Warga Indonesia di Australia Serukan Kawal Demokrasi dan Putusan MK
Rizki Anggraini, mahasiswi Melbourne asal Banjarmasin, Kalimantan Selatan juga menyoroti kinerja Presiden Jokowi, serta masalah yang dihadapi oleh masyarakat adat.
"Saat teman-teman di Jakarta, di Kalimantan Selatan, di Yogyakarta, sedang dihadang polisi dan ditembaki gas air mata, presiden kita justru bertemu perwakilan-perwakilan PBNU untuk membahas tambang."

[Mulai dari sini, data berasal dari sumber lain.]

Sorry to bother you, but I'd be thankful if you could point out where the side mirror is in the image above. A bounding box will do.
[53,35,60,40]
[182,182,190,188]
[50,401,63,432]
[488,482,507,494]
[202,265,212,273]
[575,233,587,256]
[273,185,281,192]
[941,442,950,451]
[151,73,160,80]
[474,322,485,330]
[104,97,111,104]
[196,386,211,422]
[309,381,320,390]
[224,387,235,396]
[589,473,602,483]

"Katanya pemerintahan mau dipindah ke Kalimantan untuk meratakan pembangunan. Apa benar, kalau masyarakat dipinggirkan?" Kemarin saja ketika upacara 17 Agustus, masyarakat adat enggak boleh ikutan."
Selain Ermalindus dan Rizki, perwakilan kaum muda, pekerja migran, dan akademisi juga menyampaikan aspirasinya di mimbar bebas.
Aliansi Melbourne Bergerak mengakhiri aksi mereka dengan menyampaikan enam butir penyataan sikap mereka, antara lain desakan "membangun politik alternatif rakyat dengan membuka seluas-luasnya akses bagi buruh dan rakyat untuk membentuk partai politik dan mengajukan calon pemimpin alternatif", serta seruan untuk "hentikan tindakan brutal aparat kepolisian dan TNI terhadap massa aksi Indonesia Darurat Demokrasi" dan supaya peserta aksi yang ditangkap polisi dibebaskan.
Setelah dibacakan, aspirasi berbentuk pernyataan tertulis tersebut diserahkan kepada perwakilan KJRI Melbourne.
"Ini kami terima dan akan kami teruskan kepada pihak terkait," kata Konsul Penerangan, Sosial, dan Budaya, Geovannie Foresty Palembangan.
Pipin Jamson, mahasiswi dan akademisi yang memimpin aksi di Melbourne mengaku kecewa pada Presiden Jokowi yang dulu didukungnya.